Journalism Piss up
When I was a little ringlet-haired thing riding in our faux wood-trimmed Ford station wagon, I got very upset as we passed a cemetery.
When asked what was wrong, it was with bitter jealousy that I remarked, "Dead people always get the best flowers. It's not fair!"
Yeah, I would've forgotten that if not for the fact that each time my family drove by a graveyard they seemed to slow down as they recounted the hilarity of that moment for eveyone's pleasure but mine.
I'm happy to report that at this great age I am not jealous of dead people's flowers...
I'm insanely jealous of the glowing and extended obits that always seem to be reserved for journalists.
Still, this one in The Washionton Post was very cool.
Yes, it's another long-winded eulogy to a journalist, but I truly liked this one for long, long time Washington Post columnist Mary McGrory.

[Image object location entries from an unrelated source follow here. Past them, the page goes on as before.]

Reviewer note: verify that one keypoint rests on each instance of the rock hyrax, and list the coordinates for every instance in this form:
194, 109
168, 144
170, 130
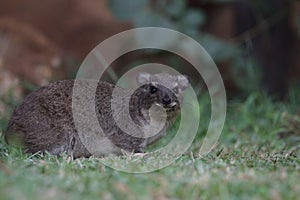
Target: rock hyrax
44, 121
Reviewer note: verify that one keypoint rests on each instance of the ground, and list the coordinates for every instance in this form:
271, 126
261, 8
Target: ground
257, 157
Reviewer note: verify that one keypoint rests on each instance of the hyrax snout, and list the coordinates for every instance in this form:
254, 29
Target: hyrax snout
45, 122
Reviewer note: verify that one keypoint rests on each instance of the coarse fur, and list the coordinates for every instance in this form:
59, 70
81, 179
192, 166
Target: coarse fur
45, 121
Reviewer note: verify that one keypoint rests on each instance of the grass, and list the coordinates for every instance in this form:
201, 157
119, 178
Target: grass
257, 157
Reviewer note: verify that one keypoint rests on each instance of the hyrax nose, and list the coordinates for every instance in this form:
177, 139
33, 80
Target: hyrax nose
166, 100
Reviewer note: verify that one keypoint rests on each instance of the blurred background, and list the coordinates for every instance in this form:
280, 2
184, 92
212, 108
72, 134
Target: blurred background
255, 44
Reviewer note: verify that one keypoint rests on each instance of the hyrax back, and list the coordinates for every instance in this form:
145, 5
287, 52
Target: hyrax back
44, 121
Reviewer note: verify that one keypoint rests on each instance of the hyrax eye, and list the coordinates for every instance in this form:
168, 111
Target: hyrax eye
153, 89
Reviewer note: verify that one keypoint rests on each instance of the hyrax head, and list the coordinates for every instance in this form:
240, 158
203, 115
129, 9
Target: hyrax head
163, 89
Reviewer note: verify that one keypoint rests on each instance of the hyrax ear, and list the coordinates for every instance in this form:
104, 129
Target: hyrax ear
143, 78
183, 81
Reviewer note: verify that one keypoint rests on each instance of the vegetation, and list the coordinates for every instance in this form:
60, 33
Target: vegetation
257, 157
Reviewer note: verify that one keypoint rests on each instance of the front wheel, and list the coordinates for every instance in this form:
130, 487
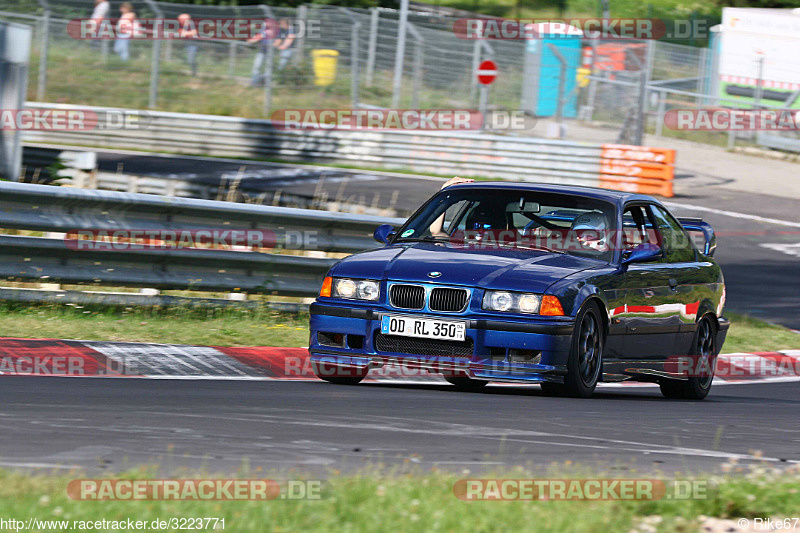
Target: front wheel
585, 361
704, 352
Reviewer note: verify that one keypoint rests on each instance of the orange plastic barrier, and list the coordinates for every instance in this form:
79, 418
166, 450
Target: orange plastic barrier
641, 169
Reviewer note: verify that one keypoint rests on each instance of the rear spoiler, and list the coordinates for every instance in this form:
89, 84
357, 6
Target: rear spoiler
698, 225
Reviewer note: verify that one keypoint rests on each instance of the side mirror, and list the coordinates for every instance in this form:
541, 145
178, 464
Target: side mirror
642, 254
383, 233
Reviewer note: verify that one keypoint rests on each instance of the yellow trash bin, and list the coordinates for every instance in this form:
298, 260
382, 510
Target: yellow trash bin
324, 62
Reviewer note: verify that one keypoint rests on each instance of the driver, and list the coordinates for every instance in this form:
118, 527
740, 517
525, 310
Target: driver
590, 230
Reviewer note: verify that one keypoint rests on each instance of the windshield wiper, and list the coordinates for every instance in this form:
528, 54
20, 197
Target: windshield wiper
533, 247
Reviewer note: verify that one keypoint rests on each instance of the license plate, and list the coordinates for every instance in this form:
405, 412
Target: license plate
426, 328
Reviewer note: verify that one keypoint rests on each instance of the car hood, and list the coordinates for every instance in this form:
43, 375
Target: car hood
509, 269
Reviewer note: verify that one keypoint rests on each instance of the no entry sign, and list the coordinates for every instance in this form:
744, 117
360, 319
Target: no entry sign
487, 72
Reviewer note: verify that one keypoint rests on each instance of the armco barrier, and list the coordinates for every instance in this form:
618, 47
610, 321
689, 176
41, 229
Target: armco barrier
631, 168
61, 209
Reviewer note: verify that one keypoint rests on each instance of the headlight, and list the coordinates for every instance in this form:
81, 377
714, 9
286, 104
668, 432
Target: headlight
511, 301
356, 289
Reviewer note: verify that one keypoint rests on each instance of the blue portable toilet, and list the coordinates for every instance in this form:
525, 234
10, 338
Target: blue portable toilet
542, 68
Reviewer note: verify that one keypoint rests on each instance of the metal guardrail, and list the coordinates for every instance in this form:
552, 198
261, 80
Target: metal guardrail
471, 154
61, 209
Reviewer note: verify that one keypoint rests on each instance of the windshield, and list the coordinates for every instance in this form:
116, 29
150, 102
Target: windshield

Since the Post requires annoying yet free registration, I've excerpted my favorite part here, for you:
"Gailey talked of the heyday of the Star, when a bottle of booze might one day pop up in the newsroom and lead to an inevitable song-filled gathering outside McGrory's office. She never could get accustomed to The Post's sober newsroom events centered around a ceremonial cake, Gailey said. Even when the paper won three Pulitzers, everyone just ate cake. She thought of retiring, but couldn't. "She simply could not bring herself to face the cake."
Yes, please bring back the booze and the flasks in the drawers of the hardened old newsmen, the green glass-shaded desk lamps, the smoke-filled newsrooms, the little leather visors and all the other things that would make me run, not walk, to go work at a newspaper.